Former CIA and FBI Director William Webster is leading the commission to examine what can be done to prevent security breaches like those that occurred when Hanssen, a veteran FBI counterintelligence agent, allegedly sold top-secret information to Moscow during a 15-year period.
Federal prosecutors, meanwhile, have been in discussions with Hanssen's lawyers about a possible plea bargain, a Justice Department official said.
Prosecutors want information about Hanssen's alleged spying activities. The government could seek the death penalty against Hanssen, charged with espionage.
Under one possible scenario, Hanssen could agree to provide information in exchange for the government not seeking an execution. It's unclear whether the two sides are making progress, said the official, speaking on condition of anonymity. The death penalty was still on the table, the official said. Hanssen's lawyers could not immediately be reached for comment.
Webster, tapped by FBI Director Louis Freeh in February to head the commission and recommend changes, has chosen six officials -- veterans of both Republican and Democratic administrations -- to work on the review, Attorney General John Ashcroft announced Wednesday.

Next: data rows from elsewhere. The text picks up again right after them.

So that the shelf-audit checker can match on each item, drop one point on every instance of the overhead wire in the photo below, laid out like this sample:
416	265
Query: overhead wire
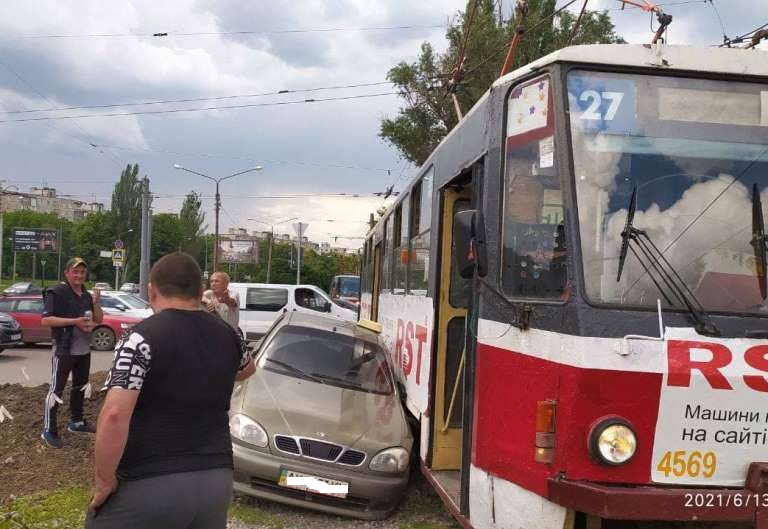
111	156
196	99
719	18
165	34
200	109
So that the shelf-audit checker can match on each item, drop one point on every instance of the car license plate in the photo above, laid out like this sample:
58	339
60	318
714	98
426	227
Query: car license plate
298	480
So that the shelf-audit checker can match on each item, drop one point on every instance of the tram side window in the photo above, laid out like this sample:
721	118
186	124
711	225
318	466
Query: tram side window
420	221
386	261
534	256
400	254
366	279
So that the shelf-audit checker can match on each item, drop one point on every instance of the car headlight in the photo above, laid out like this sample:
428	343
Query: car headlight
612	441
247	430
390	460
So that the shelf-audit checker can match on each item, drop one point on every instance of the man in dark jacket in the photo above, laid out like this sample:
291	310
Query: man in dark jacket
71	312
163	455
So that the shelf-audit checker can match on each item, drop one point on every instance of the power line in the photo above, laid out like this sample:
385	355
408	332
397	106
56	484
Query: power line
722	26
164	34
18	76
195	99
199	109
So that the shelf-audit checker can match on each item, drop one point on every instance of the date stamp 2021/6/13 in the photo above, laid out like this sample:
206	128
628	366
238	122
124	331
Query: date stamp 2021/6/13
716	499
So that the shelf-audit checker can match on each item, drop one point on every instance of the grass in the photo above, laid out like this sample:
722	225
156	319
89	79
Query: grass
66	509
424	525
247	512
62	508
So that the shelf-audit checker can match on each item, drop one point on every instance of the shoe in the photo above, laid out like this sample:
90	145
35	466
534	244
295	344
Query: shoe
51	439
80	427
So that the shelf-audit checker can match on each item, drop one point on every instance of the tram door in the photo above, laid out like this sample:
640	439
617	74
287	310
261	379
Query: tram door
450	359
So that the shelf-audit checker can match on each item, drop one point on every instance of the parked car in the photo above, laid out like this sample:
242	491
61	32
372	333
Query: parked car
24	287
261	304
345	290
322	407
10	332
28	311
131	288
117	302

--Clifford L. Alexander Jr., a Washington consultant who worked in the Kennedy, Johnson, Nixon and Carter administrations. He was a foreign affairs officer for the National Security Council in 1963 and secretary of the Army under Carter.

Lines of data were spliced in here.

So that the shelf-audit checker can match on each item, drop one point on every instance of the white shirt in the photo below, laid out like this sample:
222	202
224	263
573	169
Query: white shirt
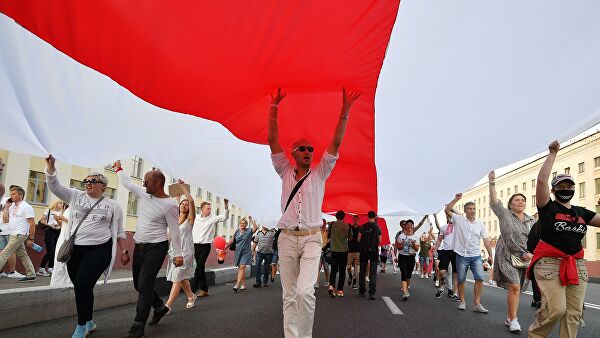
18	215
155	215
204	227
447	232
3	226
467	236
97	228
304	210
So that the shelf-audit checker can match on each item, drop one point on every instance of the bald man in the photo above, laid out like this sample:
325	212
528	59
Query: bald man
300	239
156	212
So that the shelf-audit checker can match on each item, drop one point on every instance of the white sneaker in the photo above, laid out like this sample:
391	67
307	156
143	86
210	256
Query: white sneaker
42	272
514	326
16	275
479	308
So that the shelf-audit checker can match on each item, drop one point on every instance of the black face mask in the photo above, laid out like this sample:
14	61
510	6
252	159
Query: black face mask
564	196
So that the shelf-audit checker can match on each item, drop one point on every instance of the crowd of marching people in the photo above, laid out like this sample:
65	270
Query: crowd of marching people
84	236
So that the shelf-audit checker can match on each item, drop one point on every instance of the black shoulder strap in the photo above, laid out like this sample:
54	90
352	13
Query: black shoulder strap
295	190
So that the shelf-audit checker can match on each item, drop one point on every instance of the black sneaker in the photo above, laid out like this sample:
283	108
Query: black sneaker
136	331
158	314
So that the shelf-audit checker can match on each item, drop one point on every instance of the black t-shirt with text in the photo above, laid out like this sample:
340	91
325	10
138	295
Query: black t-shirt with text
564	228
369	240
353	244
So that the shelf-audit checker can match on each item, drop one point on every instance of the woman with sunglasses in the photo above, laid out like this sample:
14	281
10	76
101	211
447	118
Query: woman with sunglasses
96	240
180	276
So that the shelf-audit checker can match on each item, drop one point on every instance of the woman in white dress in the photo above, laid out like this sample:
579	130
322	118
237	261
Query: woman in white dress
180	276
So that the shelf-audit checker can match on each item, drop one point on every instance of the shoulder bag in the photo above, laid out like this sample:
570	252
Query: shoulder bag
66	249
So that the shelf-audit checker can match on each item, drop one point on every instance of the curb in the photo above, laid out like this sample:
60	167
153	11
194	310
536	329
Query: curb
44	303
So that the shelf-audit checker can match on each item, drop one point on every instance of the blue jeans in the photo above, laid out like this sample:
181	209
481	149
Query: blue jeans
464	263
260	258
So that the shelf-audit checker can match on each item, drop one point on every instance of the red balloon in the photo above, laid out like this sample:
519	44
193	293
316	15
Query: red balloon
219	243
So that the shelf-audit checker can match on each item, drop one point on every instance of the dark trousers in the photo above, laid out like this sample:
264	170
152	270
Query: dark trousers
338	268
86	265
50	240
406	263
365	257
148	258
260	258
201	252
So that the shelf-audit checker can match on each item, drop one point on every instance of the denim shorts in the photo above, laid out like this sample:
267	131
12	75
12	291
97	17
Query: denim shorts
3	241
464	263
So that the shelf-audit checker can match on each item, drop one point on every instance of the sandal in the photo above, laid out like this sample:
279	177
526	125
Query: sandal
191	302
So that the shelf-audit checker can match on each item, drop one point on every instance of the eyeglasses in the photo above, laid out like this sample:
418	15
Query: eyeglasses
304	148
92	181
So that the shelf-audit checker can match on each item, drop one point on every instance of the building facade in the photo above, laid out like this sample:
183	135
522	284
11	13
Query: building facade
28	172
580	158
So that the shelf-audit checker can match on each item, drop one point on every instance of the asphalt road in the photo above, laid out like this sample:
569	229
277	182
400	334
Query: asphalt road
257	313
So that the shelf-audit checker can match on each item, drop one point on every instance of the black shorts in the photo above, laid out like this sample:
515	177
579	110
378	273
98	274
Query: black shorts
446	258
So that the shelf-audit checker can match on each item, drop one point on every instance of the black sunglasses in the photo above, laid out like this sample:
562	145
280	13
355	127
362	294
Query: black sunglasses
303	148
92	181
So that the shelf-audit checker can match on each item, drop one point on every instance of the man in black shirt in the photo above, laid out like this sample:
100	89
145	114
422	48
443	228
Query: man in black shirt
369	238
353	253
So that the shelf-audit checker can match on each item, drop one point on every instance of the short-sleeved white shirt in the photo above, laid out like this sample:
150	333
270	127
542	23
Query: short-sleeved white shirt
18	215
467	236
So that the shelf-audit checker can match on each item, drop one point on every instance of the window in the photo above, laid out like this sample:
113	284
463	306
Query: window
138	167
110	193
37	189
582	190
132	203
77	185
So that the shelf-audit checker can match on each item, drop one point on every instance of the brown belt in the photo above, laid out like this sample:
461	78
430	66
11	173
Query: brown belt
305	232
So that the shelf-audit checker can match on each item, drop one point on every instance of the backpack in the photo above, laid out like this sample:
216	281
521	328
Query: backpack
373	242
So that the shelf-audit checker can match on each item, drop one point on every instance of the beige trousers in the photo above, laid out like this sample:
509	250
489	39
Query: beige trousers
16	244
299	258
560	304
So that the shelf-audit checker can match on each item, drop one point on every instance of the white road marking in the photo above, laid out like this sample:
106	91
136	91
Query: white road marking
587	305
392	306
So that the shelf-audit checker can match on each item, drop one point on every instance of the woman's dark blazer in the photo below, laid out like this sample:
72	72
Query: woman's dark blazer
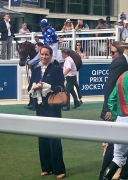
117	67
4	31
53	76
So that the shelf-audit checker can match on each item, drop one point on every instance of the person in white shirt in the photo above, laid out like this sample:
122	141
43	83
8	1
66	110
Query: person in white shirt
24	30
7	34
37	40
70	72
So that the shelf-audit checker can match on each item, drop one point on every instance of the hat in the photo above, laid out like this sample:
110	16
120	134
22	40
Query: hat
126	43
44	22
68	20
125	21
119	20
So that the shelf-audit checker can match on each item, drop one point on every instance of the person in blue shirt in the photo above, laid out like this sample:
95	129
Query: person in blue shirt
83	26
50	37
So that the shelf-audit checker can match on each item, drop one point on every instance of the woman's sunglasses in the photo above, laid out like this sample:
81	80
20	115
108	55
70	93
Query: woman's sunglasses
113	52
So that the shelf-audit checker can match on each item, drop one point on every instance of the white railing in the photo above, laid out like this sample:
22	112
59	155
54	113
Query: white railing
64	128
93	46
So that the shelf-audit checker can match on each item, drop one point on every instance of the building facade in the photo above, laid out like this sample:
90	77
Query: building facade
59	10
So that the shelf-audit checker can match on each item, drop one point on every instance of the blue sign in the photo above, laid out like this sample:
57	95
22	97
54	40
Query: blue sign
15	2
8	82
36	2
92	78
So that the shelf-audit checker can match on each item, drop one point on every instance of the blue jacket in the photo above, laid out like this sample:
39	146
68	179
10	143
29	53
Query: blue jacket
49	36
53	76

--Griffin Bell, a former appeals court judge and attorney general under Carter.
--William Cohen, a former Republican senator and defense secretary for President Clinton.

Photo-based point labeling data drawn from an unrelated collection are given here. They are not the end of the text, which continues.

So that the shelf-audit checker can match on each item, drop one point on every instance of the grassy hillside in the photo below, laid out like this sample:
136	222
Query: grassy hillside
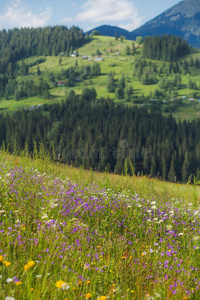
73	234
114	60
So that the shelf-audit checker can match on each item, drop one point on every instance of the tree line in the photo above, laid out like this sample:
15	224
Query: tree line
98	134
18	44
166	47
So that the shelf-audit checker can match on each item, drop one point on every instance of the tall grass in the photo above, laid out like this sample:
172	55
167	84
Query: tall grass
73	234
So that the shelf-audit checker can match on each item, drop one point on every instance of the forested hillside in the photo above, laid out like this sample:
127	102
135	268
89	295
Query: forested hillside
97	134
166	48
18	44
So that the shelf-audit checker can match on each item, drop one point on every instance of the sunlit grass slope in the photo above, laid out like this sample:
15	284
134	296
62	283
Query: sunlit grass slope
72	234
112	62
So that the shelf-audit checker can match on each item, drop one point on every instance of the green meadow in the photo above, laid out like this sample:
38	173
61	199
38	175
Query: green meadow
70	233
116	61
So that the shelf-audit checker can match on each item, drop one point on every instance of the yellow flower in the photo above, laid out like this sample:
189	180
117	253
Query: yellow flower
59	284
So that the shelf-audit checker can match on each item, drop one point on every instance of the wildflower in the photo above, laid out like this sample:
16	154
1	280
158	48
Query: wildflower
7	263
65	286
59	284
79	283
29	265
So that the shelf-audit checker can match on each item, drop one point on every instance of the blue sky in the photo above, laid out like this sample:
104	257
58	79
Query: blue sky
86	14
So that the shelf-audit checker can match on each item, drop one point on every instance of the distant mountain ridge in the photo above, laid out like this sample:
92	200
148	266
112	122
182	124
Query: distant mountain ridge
183	19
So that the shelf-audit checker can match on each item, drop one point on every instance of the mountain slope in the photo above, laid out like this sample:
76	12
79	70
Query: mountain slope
109	30
183	20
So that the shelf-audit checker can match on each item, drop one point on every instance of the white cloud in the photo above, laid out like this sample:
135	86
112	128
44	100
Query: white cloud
19	15
110	11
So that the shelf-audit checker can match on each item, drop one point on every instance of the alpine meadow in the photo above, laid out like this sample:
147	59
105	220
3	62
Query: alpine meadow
100	159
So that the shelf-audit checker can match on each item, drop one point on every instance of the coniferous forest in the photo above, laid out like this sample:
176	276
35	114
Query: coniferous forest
93	132
18	44
98	134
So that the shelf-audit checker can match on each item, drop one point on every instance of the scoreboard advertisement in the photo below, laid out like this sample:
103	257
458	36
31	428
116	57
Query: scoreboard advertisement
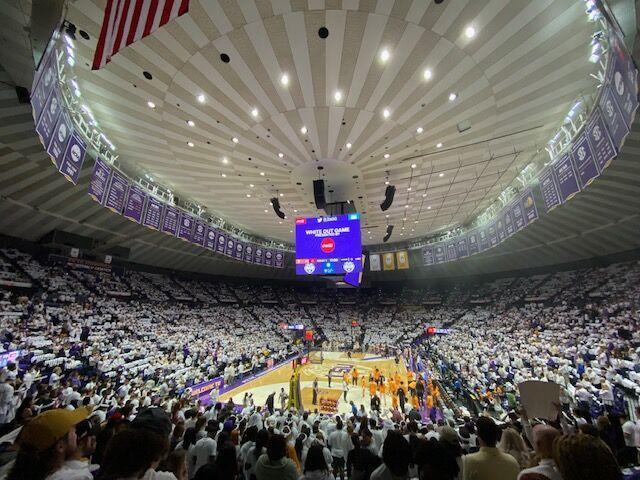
328	245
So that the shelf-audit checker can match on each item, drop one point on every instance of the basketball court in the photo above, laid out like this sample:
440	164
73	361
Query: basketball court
335	364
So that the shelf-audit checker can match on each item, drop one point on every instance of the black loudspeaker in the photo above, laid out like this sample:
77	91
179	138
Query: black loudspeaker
388	197
318	194
389	232
275	203
22	94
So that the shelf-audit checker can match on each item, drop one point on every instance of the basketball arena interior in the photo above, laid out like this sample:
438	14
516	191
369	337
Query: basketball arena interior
319	240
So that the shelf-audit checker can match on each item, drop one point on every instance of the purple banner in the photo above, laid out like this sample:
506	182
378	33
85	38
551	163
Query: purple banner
616	124
500	228
248	253
134	205
258	255
529	206
44	83
427	255
239	251
461	248
230	247
60	138
185	230
222	242
153	213
603	149
199	232
268	257
278	259
99	180
583	160
117	192
73	158
509	227
549	190
472	242
492	233
623	79
483	238
566	176
210	239
170	220
49	117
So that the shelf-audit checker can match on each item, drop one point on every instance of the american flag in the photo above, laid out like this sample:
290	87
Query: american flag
126	21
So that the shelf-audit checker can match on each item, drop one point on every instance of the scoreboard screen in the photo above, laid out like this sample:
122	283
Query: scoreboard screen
328	245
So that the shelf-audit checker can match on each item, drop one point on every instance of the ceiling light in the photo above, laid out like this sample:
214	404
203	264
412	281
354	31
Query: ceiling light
470	31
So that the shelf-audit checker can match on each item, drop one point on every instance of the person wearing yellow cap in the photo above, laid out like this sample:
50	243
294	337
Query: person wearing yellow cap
47	448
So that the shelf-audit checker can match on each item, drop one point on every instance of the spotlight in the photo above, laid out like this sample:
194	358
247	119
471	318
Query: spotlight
388	197
389	232
275	203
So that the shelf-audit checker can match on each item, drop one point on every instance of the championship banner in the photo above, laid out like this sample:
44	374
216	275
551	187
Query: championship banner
567	180
153	213
248	253
170	220
199	232
210	239
185	230
58	144
402	259
549	190
117	192
278	260
73	158
238	254
229	248
388	261
427	255
268	257
134	206
529	206
600	140
374	262
583	160
99	180
472	242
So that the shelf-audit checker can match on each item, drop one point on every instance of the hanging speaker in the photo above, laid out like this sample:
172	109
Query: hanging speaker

--Robert B. Fiske Jr., a former federal prosecutor appointed by then-Attorney General Janet Reno as special prosecutor to investigate Clinton's Whitewater business deals. Fiske was eventually replaced by Kenneth Starr.
--Thomas Foley, former Democratic House speaker and ambassador to Japan under Clinton.
--Carla A. Hills, U.S. trade representative during the previous Bush administration.
Webster also has recruited former Justice Department watchdog Michael Shaheen to the commission's staff. The commission is headquartered in offices on the first floor of the Justice Department building.
Hanssen, 56, is accused of giving Moscow 6,000 pages of secret U.S. documents since 1985 in exchange for more than $1.4 million in cash and diamonds. The FBI began investigating him only last year. He was arrested Feb. 18 and is in jail at an undisclosed location. A preliminary hearing is scheduled May 21.
Freeh has stepped up the use of lie-detector tests for certain agents and tightened auditing procedures as interim steps while Webster conducts his review, which is expected to take a few months.
The Justice Department's office of inspector general, an internal watchdog, is conducting a separate investigation of the FBI's performance in preventing, detecting and investigating Hanssen's alleged spying activities.